John Bogle is still as “no-nonsense” as ever at 83. We have the pleasure of hosting the investing legend and Vanguard founder at this month’s 2012 Retirement Income Symposium in Boston on Oct. 4 and 5. He’s out with a new book, “The Clash of the Cultures,” his 10th book overall and seventh in 10 years. In a recent interview celebrating the book’s release, he said it would probably be his last. Don’t bet on it.
The index investing pioneer is just as passionate as ever about the need to put clients first, sounding off about the “hot, new products” that help the financial services industry reap high fees, while doing little for, and often harming, the investors they’re supposed to protect. For that reason he’s looked upon as the conscience of the industry, even criticizing the firm he founded when he feels it’s gone astray. You might disagree with his stance on the benefits of active versus passive investing, but it’s tough to disagree with much else.
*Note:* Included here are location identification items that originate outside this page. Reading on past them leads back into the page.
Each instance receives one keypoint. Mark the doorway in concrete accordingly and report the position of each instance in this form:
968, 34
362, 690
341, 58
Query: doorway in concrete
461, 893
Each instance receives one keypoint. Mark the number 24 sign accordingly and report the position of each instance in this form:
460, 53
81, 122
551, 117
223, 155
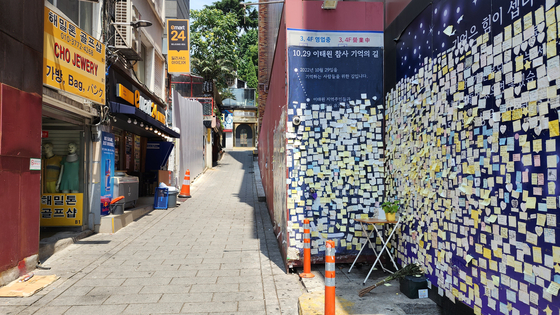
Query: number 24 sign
178, 46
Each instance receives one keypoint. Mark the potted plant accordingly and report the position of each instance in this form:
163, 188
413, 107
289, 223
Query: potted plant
391, 209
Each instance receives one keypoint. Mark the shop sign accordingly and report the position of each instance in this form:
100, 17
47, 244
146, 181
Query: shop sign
62, 209
144, 104
227, 120
178, 46
238, 119
34, 164
107, 170
243, 113
73, 61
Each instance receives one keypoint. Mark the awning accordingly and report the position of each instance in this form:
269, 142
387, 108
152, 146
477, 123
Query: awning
136, 113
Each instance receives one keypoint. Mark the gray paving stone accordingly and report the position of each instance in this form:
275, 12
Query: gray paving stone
214, 307
187, 297
238, 296
115, 290
214, 254
177, 289
80, 300
96, 310
154, 308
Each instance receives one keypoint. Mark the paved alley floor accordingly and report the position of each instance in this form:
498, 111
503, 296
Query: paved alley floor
214, 254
Bogle sat down with Investment Advisor for a review of his book and a preview of his session in Boston.
ETFs were supposed to address many of the complaints about mutual funds, especially in the wake of the market timing scandal of 2003, but you are very hard on them in the book. Why?
I don’t think that’s a fair representation of what I say in the book. I like certain ETFs; the S&P 500 products, for instance, or the Total International stock index. But products like the three-times leverage or commodities products that are clearly speculative—it’s not so much the products, but rather how they are used. Buy-and-hold is good, but trading them is a loser’s game. You can trade the S&P 500 all day long, but what kind of a nut would want to do something like that? A new Vanguard study finds that ETF owners are less likely to be buy-and-hold investors.
In the book, you argue for restructuring both public and private retirement systems. How?
We need a unified retirement system, not four or five different tax-advantaged systems. It’s crazy to allow people to borrow from their retirement plans, to take loans from them and cash them out when moving from job to job. I understand we are Americans, and we like our individuality, but that simply doesn’t work when planning for a successful retirement.
You also address “the necessity of transparency to establish effective market regulation to empower investors.” Will Dodd-Frank do that?
Dodd-Frank is riddled with compromises before it will ever take effect. The nibbling away will result in less enforcement.
Author and AEI fellow Peter Wallison has called for a UIT model for investment boards, similar to what they have in the United Kingdom. Would that help?
Right now we have a sort of “pathetic balance” with board oversight and potential conflicts of interest. If I understand Peter, his suggestion would do away even with that. The British system is insane. Look, I’m a believer in the free market, but not in some smooth-talking salesman peddling a product with high fees. People lose sight of the fact that [fund] expenses are everything. Lower cost is the way to go. Morningstar has even said to go with lower cost rather than using their system, which is a big concession on their part. Stewardship is key in this day and age. We have all this talk of fiduciary; well, the 1940 Investment Adviser Act already had explicit fiduciary language in it. What else can they do, say, “We mean it this time?”